Lois Ellen Frank is a resident here in Eldorado. She is part Navajo Indian, a cultural anthropologist, photographer, author of the award-winning cookbook, Food of the Southwest Indian Nations: Traditional and Contemporary Native American Recipes, and proprietor of Red Mesa Catering, as well as a gardener and herbalist. She currently also teaches here in Santa Fe. And she is the photographer of many of those posters of chile, sunflowers, corn, etc. that some of us are familiar with. And she certainly lived up to her reputation!

Her talk was mostly about her background, her cookbook, and her work in researching and promoting a return to a healthy and traditional Navajo diet based on a culture of corn, chile, beans and squash, as well as piñon seeds, juniper berries, prickly pear cactus, healthy churro sheep, etc.
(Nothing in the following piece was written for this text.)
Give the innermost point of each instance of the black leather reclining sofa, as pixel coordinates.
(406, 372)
She also spoke at length about the damage to the health and diets of Native Americans from unhealthy foods introduced by our government into the cultures of native peoples.

As a diabetic, I heard some really exciting information, such as the natural sugar-reducers in the membranes of prickly pear cactus and the potential for improvement of Type 2 diabetes in the general population.
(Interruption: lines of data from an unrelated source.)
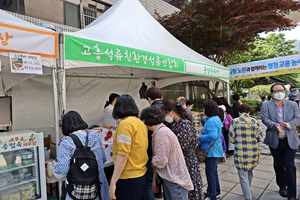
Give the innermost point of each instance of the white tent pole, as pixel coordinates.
(55, 105)
(62, 75)
(228, 94)
(61, 78)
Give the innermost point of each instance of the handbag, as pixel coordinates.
(201, 154)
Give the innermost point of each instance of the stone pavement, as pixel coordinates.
(264, 185)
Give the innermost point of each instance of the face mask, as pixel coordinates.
(279, 96)
(168, 119)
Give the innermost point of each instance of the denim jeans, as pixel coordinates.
(174, 191)
(149, 194)
(284, 166)
(213, 185)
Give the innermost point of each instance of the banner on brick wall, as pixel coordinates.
(268, 67)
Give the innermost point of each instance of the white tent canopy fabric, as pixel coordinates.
(127, 25)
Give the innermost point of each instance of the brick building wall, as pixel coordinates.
(49, 10)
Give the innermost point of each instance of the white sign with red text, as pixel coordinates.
(25, 63)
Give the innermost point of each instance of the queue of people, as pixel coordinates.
(156, 148)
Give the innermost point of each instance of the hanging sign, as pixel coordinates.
(25, 63)
(81, 49)
(27, 40)
(18, 142)
(268, 67)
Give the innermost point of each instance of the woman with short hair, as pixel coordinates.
(130, 144)
(245, 133)
(168, 160)
(72, 123)
(211, 137)
(186, 134)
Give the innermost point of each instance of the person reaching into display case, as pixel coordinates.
(73, 124)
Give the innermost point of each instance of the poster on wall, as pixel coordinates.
(268, 67)
(25, 63)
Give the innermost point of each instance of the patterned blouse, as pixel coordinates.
(245, 133)
(66, 151)
(186, 135)
(168, 159)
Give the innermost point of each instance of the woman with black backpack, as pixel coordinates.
(77, 141)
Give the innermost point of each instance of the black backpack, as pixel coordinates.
(83, 176)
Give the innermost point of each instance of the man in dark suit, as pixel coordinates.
(281, 118)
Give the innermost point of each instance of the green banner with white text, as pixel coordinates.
(80, 49)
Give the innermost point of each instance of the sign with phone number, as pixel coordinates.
(18, 142)
(25, 63)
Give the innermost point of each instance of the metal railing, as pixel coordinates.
(40, 22)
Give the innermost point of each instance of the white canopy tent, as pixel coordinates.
(34, 96)
(123, 48)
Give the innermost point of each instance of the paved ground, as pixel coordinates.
(263, 185)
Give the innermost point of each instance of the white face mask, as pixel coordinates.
(168, 119)
(279, 96)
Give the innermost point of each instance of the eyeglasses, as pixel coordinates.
(276, 91)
As an added bonus, Ms Frank brought some samples of her recipes, such as cactus jelly, a prickly pear dessert, and pumpkin-piñon cookies. All delicious! I have not purchased a copy of Ms Frank’s cookbook yet, but I plan on doing so soon. I highly recommend it to anyone who is interested in learning more about the healthy native foods of the southwest part of this country. We left realizing how fortunate we are to have such a treasure living here in Eldorado!

(Photo from Santa Fe Wine and Chile Fiesta 2002: Lois Frank and her partners Walter Whitewater and Sam Etheridge)


Buck said...

That cover is more than enough to sell me on the book. I'm such a sucker... spelled d-e-v-o-t-e-e ... for chiles it's not funny. Or maybe it is, I dunno. ;-)
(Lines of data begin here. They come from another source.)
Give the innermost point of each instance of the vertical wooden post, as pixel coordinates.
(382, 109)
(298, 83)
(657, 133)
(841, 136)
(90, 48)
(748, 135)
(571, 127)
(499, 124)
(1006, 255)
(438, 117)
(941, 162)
Lois Frank sounds like a woman I'd like to hear speak.

Towanda said...

Probably one of my top three reasons for wanting to live in New Mexico was the green chile and the rest of the fantastic New Mexico cuisine!!!

Laurel said...

Your mention of Prickly Pear Cactus reminded me of a trip to Las Vegas where I tried Dried Prickly Pear and Prickly Pear Jam for the first time. I LOVED them.